The Hofheinz family responded to the UH court petition last week, seeking to have the court deny UH’s request. The family’s filing speaks of honor and trust, about how the university didn’t mind taking the family’s money but how it now seeks to break its part of the agreement.

“The University agreed, took his money, named the building, spent the money and now, years later, having spent the money, decided it didn’t want to honor the agreement anymore,” Raley said. “And we are saying that is wrong.”

UH's basic reasoning for the name change is that the money Roy Hofheinz gifted to UH has been spent; thus, UH should no longer be held to the terms of the agreement. The problem is that that’s not what the Hofheinz Gift Instrument says. The agreement doesn’t end when the money is gone. And part of that agreement is that the Hofheinz name be on the basketball arena.

“I think the signal that the University of Houston is sending is serious on many fronts,” Raley said. “I think it’s serious to other potential donors to the University of Houston. What’s to prevent the University of Houston, for example, from taking this new donor’s money for the naming of the building and then along the road, having spent the money, deciding that they didn’t want to honor it anymore and going to another donor?”

Raley says that he has been contacted by a large number of UH alumni since the Hofheinz family went to court, and he states that he’s received near universal support.

“The name ‘Hofheinz Pavilion’ is meaningful to them,” he says. “It’s Houston history. They graduated there. They watched basketball games there; they watched concerts there. It’s important to them, and they don’t want it changed either.”

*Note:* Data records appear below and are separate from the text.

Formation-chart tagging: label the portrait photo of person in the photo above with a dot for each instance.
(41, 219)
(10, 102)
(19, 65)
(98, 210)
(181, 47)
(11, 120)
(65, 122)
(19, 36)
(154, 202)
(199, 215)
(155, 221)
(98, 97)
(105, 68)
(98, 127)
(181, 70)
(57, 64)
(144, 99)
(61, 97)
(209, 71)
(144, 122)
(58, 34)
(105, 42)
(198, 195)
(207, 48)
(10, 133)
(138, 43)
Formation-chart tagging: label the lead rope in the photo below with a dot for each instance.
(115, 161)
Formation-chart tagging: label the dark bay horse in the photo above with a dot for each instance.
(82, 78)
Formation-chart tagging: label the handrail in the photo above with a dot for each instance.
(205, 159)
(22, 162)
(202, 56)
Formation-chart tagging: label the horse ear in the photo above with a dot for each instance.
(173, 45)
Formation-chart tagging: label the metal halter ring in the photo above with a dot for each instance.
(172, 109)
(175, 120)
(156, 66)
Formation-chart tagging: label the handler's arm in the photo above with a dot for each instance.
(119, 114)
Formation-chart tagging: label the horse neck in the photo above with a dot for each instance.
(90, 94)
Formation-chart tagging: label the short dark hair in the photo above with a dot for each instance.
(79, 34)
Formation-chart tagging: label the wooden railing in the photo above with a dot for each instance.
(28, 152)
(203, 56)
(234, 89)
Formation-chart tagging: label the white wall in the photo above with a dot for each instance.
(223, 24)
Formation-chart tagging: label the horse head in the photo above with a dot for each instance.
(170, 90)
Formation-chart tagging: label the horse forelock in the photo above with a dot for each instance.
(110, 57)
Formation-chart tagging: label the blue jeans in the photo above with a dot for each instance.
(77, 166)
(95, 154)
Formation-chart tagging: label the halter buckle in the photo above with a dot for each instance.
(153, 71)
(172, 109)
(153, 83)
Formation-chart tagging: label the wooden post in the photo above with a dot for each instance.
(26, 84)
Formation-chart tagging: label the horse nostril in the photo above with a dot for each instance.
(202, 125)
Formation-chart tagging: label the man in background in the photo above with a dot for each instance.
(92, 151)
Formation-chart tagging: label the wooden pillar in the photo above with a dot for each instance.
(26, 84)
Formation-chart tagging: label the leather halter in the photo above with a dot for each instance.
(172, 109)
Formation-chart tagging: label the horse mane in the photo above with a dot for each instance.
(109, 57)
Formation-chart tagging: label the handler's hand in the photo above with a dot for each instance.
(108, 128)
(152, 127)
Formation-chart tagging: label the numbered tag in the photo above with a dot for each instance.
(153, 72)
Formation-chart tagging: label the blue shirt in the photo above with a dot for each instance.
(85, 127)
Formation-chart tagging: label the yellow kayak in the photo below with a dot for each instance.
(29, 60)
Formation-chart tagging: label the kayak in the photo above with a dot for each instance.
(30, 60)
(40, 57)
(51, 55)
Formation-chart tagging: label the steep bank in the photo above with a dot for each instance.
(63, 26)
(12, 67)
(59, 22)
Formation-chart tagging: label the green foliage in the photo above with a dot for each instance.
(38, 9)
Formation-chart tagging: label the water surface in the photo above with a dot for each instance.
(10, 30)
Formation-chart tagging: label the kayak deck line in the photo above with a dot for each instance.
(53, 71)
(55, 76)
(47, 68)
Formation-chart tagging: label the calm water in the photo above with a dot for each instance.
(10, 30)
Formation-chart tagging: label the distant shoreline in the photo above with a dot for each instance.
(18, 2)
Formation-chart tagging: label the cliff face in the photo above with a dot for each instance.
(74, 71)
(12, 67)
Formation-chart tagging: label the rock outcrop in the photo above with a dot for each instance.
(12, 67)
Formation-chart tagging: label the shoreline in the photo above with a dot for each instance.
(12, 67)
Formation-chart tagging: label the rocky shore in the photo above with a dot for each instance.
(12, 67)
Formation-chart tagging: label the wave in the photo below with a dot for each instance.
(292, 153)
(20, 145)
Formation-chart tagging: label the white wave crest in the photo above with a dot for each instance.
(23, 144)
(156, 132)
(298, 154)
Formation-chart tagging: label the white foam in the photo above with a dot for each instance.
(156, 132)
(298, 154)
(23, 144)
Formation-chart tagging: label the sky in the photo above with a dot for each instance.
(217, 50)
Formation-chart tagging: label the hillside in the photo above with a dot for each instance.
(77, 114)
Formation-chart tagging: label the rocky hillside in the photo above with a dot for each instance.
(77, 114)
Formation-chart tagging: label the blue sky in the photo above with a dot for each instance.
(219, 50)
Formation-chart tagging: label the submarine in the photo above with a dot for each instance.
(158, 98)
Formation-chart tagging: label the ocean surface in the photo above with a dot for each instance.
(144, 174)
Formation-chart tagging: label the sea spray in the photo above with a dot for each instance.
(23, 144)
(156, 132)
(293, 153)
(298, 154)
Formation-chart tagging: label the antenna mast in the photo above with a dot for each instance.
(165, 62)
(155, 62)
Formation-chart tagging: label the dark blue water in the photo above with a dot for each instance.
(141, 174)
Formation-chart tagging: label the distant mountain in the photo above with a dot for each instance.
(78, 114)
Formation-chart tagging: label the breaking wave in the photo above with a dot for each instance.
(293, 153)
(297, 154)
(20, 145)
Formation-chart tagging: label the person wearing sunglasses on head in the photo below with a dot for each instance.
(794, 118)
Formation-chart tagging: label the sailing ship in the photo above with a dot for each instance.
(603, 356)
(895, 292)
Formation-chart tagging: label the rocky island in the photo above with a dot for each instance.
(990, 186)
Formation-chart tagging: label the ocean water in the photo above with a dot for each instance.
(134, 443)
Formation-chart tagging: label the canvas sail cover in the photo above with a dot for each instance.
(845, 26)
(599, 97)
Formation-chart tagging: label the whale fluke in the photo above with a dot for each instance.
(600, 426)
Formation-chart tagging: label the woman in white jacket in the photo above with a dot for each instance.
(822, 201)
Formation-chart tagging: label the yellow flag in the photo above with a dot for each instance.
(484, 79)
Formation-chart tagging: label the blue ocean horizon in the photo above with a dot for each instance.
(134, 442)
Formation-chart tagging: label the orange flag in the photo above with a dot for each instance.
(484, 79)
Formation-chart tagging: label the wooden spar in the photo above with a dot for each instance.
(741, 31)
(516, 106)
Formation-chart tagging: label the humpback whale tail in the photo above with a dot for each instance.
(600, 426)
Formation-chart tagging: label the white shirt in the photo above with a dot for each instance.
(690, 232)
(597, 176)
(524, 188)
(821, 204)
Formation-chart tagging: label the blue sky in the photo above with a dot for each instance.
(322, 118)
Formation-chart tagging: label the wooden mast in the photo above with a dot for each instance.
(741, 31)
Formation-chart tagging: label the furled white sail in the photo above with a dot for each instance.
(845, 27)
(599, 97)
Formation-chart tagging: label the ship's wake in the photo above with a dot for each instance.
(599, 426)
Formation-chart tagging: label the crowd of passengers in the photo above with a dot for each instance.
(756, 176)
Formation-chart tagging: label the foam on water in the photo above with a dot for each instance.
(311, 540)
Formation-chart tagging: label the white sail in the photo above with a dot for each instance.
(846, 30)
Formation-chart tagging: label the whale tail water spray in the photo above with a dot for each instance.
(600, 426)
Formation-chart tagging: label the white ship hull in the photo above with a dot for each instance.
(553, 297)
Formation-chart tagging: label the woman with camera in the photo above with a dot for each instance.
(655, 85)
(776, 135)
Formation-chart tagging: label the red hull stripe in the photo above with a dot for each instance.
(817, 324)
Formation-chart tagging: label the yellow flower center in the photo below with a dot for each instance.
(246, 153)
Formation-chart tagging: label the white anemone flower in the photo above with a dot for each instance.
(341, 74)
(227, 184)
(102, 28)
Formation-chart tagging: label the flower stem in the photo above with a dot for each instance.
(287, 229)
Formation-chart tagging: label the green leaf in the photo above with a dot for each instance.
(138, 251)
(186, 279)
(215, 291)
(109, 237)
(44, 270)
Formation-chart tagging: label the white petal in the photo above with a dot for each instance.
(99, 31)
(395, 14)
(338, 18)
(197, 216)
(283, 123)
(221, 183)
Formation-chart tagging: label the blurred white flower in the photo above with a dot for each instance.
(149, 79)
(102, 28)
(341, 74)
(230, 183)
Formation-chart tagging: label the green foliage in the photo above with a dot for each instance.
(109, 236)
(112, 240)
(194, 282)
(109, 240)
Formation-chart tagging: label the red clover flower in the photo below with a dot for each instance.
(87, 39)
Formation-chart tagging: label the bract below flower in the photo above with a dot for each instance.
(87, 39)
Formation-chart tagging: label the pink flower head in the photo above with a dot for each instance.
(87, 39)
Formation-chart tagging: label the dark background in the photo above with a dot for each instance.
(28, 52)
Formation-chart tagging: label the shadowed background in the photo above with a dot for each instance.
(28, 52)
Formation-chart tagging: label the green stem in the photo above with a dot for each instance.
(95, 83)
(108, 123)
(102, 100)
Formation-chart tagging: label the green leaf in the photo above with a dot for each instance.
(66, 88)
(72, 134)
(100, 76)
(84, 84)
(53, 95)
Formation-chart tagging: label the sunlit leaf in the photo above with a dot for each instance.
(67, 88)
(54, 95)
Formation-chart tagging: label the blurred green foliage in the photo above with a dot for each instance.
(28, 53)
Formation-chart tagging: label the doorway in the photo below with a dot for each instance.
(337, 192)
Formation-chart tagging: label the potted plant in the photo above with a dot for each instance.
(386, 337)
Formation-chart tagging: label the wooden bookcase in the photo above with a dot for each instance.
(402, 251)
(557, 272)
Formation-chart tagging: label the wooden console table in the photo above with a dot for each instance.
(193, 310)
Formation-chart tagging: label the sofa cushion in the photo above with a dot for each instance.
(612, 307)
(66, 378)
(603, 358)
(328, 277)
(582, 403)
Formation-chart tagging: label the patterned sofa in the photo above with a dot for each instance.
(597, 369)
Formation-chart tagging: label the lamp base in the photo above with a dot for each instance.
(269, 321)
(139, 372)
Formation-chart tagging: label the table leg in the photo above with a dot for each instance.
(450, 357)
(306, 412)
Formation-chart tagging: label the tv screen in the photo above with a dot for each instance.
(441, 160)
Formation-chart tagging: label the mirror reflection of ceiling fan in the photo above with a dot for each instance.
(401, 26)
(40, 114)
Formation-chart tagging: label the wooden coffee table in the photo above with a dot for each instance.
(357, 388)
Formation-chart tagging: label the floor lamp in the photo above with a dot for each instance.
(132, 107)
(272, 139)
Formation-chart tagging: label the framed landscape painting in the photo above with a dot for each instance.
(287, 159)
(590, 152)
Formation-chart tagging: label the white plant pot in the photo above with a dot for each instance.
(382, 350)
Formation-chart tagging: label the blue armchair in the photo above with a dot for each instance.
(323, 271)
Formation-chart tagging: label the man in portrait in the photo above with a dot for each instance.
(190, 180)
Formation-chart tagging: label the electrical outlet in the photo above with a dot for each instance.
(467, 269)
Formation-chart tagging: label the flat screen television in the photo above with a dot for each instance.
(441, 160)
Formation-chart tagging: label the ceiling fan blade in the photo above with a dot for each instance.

I’m not an expert on probate law, but the language of the Hofheinz gift instrument seems clear: Here’s the money, build the arena, name it after me. There’s no end date, and there’s a statement about Hofheinz and the university having to agree on the name. It appears that UH moved forward without first bothering to reach an agreement with the Hofheinz family, or before bothering to attempt to terminate the trust. It may be successful in court with regards to termination. And if UH does get that termination, then it can sell the naming rights for much-needed money. But it really didn’t have to come to this.

The Press contacted the University of Houston last week for comment. On advice of the school’s general counsel, UH officials refused to comment, and instead referred the Press to the statement below, which was issued to the media on the day the Hofheinz family filed its response in court:

The University of Houston appreciates and celebrates the generosity of all its donors and complies with the donors’ intent and restrictions set forth in gift agreements. The [Hofhienz family petition] filed today by several foundations claiming to be successors to the donor was in response to the University’s filing of a standard petition to dissolve the trust as we have fulfilled its terms. The University is grateful for the Hofheinz family’s contributions on behalf of the University, however, in this matter disagrees with its position regarding the duration of the naming rights as well as many of the facts that have been alleged. The University has been in discussions with the Hofheinz family and, though it disagrees with the family’s position, has sought an amicable resolution.

Renovation of Hofheinz Pavilion is long overdue. Its treatment by the university since the heyday of Phi Slama Jama is shameful, and the facility should never have been allowed to deteriorate to the condition it's now in. There's no doubt the intentions of the UH administration in this instance are good. But its follow-through on those intentions is severely lacking. And there's absolutely no justification for the treatment of the Hofheinz family.